Ferguson took his gun back. “When I get on the rocks and get the NOD back on, you can toss me your gear.”

“You’re nuts.”

“Well, jump with it if you want. And be quiet. The guard post isn’t that far away. If you curse when you land, do it quietly.”

“Shit.”

Ferguson shifted right, shifted again, got his left leg in place, and sprang to the rocks.

His belly caught the side, but he held on without slipping. He got up, unsteady but intact, then put his NOD back on. He waved at Rankin, waiting.

Rankin tossed the MP-5 to him. Ferg caught it with one hand, a stinking circus catch.

What a hot dog, the SF soldier thought as he eased himself out of his ruck. He waited until his head stopped spinning, then tossed it out to Ferguson, who used two hands this time.

“Your NOD,” said Ferguson in a loud whisper.

Rankin had already decided he was keeping it on. He shook his head, then waited as Ferguson began moving toward the edge of the rocks, positioning himself so he could grab Rankin if he fell short.

Rankin waited a second more, then jumped.

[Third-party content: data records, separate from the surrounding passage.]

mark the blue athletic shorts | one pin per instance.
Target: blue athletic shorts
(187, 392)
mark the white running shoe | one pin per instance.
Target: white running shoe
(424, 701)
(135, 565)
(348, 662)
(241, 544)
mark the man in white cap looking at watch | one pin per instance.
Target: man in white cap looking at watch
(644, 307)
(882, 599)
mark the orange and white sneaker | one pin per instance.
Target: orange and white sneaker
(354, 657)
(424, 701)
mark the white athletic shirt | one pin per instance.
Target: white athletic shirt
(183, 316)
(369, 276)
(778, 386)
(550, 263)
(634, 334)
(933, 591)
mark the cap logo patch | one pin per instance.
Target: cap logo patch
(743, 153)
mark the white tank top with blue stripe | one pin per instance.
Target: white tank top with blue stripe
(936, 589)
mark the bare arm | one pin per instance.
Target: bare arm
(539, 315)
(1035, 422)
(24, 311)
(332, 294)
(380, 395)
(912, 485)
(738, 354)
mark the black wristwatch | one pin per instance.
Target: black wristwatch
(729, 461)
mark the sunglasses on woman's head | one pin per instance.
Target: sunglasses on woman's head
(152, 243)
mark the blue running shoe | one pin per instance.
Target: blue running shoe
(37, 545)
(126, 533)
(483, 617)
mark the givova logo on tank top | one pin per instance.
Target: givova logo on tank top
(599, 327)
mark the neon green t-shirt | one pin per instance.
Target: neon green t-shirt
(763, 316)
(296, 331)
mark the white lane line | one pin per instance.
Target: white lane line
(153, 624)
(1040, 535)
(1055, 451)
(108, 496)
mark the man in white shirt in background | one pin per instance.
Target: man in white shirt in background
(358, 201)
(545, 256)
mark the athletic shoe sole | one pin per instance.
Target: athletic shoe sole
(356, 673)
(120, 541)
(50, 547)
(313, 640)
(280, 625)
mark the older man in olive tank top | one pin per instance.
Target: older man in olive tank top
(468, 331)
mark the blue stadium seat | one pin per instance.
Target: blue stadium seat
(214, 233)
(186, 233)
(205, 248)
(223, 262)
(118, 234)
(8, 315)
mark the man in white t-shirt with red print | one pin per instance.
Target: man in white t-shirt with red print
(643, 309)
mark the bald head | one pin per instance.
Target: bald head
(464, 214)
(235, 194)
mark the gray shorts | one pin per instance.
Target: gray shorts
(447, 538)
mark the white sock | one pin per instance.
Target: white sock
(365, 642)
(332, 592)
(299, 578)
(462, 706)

Heavier than Ferguson and without the experience of midnight daredevil sessions in college, he came down short of his mark but still on the rocks, bowling Ferguson over as he fell.

“Serves you right,” he groaned, getting up.

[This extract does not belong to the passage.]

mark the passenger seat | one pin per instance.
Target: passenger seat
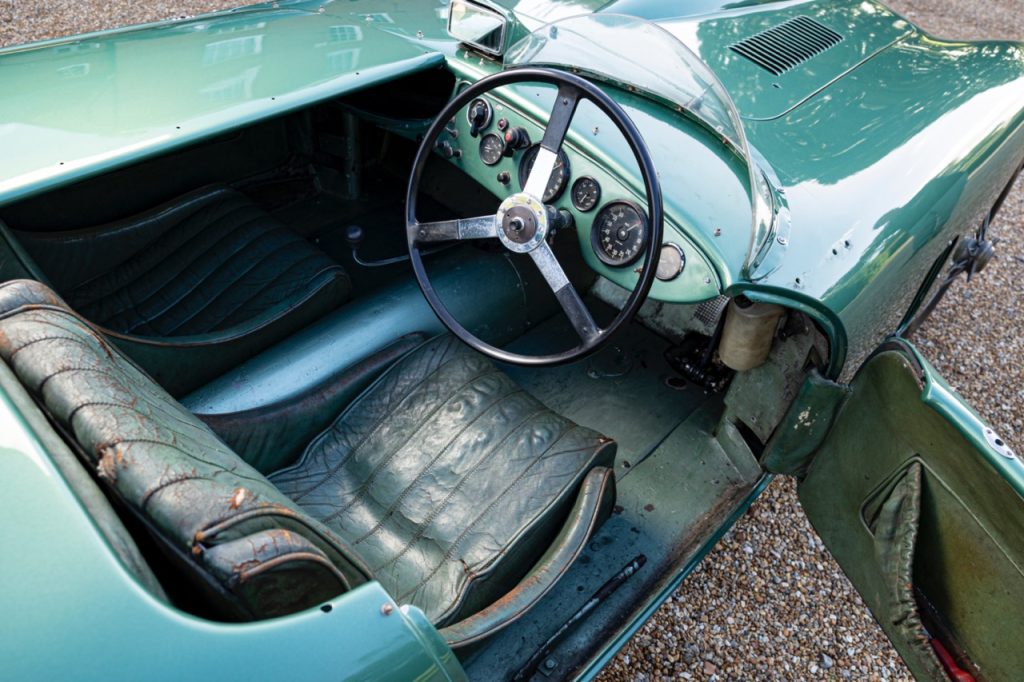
(188, 289)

“You got to lose weight, Skip.”

* * *

Conners watched them come down the rocks, picking their way down the right side of the ravine.

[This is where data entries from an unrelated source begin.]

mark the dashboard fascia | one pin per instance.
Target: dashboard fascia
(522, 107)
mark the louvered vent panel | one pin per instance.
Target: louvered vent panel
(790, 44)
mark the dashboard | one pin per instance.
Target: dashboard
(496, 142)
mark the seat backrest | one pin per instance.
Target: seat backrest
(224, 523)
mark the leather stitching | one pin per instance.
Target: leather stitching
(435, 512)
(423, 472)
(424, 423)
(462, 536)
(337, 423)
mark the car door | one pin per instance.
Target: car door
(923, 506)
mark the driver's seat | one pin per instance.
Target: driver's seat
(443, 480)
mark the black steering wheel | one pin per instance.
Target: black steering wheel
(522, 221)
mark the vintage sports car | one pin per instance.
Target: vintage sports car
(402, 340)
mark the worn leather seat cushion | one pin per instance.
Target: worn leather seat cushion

“You took your time,” he told Ferguson, as the CIA officer made it to the base of the hill.

“You’re still here? I thought the Chechens would have asked you inside for a little training.”

“There’s two motorcycles,” he told Ferguson. “I moved them. I figured they might come in handy.”

“Good thinking, Dad.”

“Guns hasn’t checked in, has he?” asked Conners.

“Would’ve been with you. We weren’t in line of sight coming down the hill. He’d only use the sat phone if there were a problem.”

“Unless he couldn’t.”

“You worry too much, Dad.” Ferguson laid out the terrain for the others, showing how the escape route was lined up. The crevice that opened below the mouth of the cave made an offset Z as it descended toward the woods where the bikes had been hidden; Conners guessed that there would be booby traps or mines to further narrow the route. Ferg doubted that — the route had to be secret and usable in haste, and mines would pose a danger to the escapees as well as be potentially detectable.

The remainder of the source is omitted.